The question you are asking is: should I approach my daily search tasks with the same degree of thoughtfulness and caution that I do with my document storage choices, and do I have the same options? And the answers I would give are:
* As a consumer I don't want to have to think about this. I want to be able to answer some private questions or have conversations with a trusted confidant without those conversations being logged to my identity.
* As an OpenAI executive, I would also probably not want my users to have to think about this risk, since a lot of the future value in AI assistants is the knowledge that you can trust them like members of your family. If OpenAI can't provide that, something else will.
* As a member of a society, I really do not love the idea that we're using legal standards developed for 1990s email to protect citizens from privacy violations involving technologies that can think and even testify against you.
> [...] should I approach my daily search tasks with the same degree of thoughtfulness and caution that I do with my document storage choices [...]
Then treat them with the same degree of thoughtfulness and caution you have treated web searches on Google, Bing, DuckDuckGo or Kagi for the last decade.
Again, there is no confidant or entity here, no more so than the search algorithms we have been using for decades are at least.
> I really do not love the idea that we're using legal standards developed for 1990s email to protect citizens [...]
Fair, but again, that is in no way connected to LLMs. I still see no reason presented why LLM input should be treated any differently to cloud hosted files or web search requests.
You want better privacy? Me too, but that is not in any way connected to or changed by LLMs being common place. Same logic I find any attempt to restrict a specific social media company for privacy and algorithmic concerns laughable, if the laws remain so that any local competitors are allowed to do the same invasions.
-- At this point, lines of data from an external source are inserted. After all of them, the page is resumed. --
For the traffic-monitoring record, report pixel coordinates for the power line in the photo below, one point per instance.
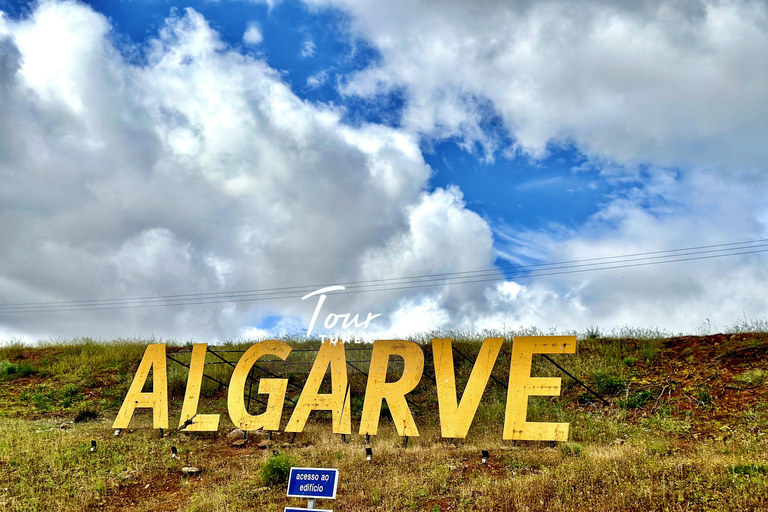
(402, 283)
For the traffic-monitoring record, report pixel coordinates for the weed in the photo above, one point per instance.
(87, 413)
(570, 449)
(10, 370)
(750, 469)
(703, 397)
(636, 400)
(753, 377)
(276, 470)
(606, 382)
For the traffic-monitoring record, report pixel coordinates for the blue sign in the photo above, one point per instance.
(313, 483)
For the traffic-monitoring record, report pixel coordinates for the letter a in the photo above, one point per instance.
(157, 400)
(197, 422)
(337, 401)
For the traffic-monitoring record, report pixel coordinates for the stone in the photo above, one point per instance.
(235, 435)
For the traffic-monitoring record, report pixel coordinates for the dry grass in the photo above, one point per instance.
(680, 449)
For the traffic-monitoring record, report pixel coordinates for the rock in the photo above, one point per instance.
(235, 435)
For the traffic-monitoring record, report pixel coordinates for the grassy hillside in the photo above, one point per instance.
(684, 430)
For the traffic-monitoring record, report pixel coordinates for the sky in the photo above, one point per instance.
(191, 170)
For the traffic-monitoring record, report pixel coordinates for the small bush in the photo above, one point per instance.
(570, 449)
(750, 469)
(276, 470)
(11, 370)
(87, 413)
(751, 377)
(636, 400)
(607, 382)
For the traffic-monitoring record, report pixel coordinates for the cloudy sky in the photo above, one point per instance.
(190, 170)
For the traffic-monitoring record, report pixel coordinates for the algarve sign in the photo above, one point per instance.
(456, 414)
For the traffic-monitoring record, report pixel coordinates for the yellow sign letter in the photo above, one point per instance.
(522, 385)
(157, 400)
(275, 388)
(191, 421)
(455, 419)
(379, 389)
(337, 401)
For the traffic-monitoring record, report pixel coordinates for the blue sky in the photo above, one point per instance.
(198, 149)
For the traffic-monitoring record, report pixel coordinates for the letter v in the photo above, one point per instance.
(455, 419)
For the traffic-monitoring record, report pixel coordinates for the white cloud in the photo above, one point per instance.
(308, 50)
(201, 171)
(197, 172)
(253, 35)
(671, 83)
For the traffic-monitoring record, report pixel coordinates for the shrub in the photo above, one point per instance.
(751, 377)
(570, 449)
(750, 469)
(636, 400)
(11, 370)
(87, 413)
(276, 470)
(607, 382)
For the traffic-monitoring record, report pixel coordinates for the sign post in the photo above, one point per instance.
(312, 483)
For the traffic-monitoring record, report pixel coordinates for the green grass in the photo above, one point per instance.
(644, 451)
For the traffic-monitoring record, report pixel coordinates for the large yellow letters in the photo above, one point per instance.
(522, 385)
(337, 401)
(190, 420)
(379, 389)
(275, 388)
(455, 419)
(456, 415)
(157, 400)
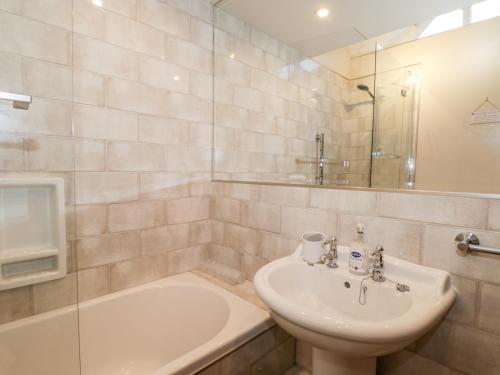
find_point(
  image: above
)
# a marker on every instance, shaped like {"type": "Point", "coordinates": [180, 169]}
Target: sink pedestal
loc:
{"type": "Point", "coordinates": [331, 363]}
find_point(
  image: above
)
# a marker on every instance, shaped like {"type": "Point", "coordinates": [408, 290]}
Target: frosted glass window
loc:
{"type": "Point", "coordinates": [484, 10]}
{"type": "Point", "coordinates": [445, 22]}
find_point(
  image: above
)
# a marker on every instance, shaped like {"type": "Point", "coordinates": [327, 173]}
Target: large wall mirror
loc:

It's not at all clear how easy it is to obtain a user's search history, when users don't explicitly log in to those services (e.g., incognito/Private browsing), and don't keep history on their local device. I've been trying to find a single example of a court case where this happened, and my Google/ChatGPT searches are coming up completely empty. Tell me if you can find one.
The closest I can find is "keyword warrants" where police ask for users who searched on a given term, but that's not quite the same thing as an exhaustive search history.
Certainly my personal intuition is that historically there has been a lot of default privacy for non-logged in "incognito" web search, which used to be most search -- and is also I think why we came to trust search so much. I expect that will change going forward, and most LLMs require user logins right from the jump.
As far as the "I can see no reason" why LLMs should be treated differently than email, well, there are plenty of good reasons why we should. If you're saying "we can't change the law," you clearly aren't paying attention to how the law has been changing around tech priorities like cryptocurrency recently. AI is an even bigger priority, so a lot of opportunity for big legal changes. Now's the time to make proposals.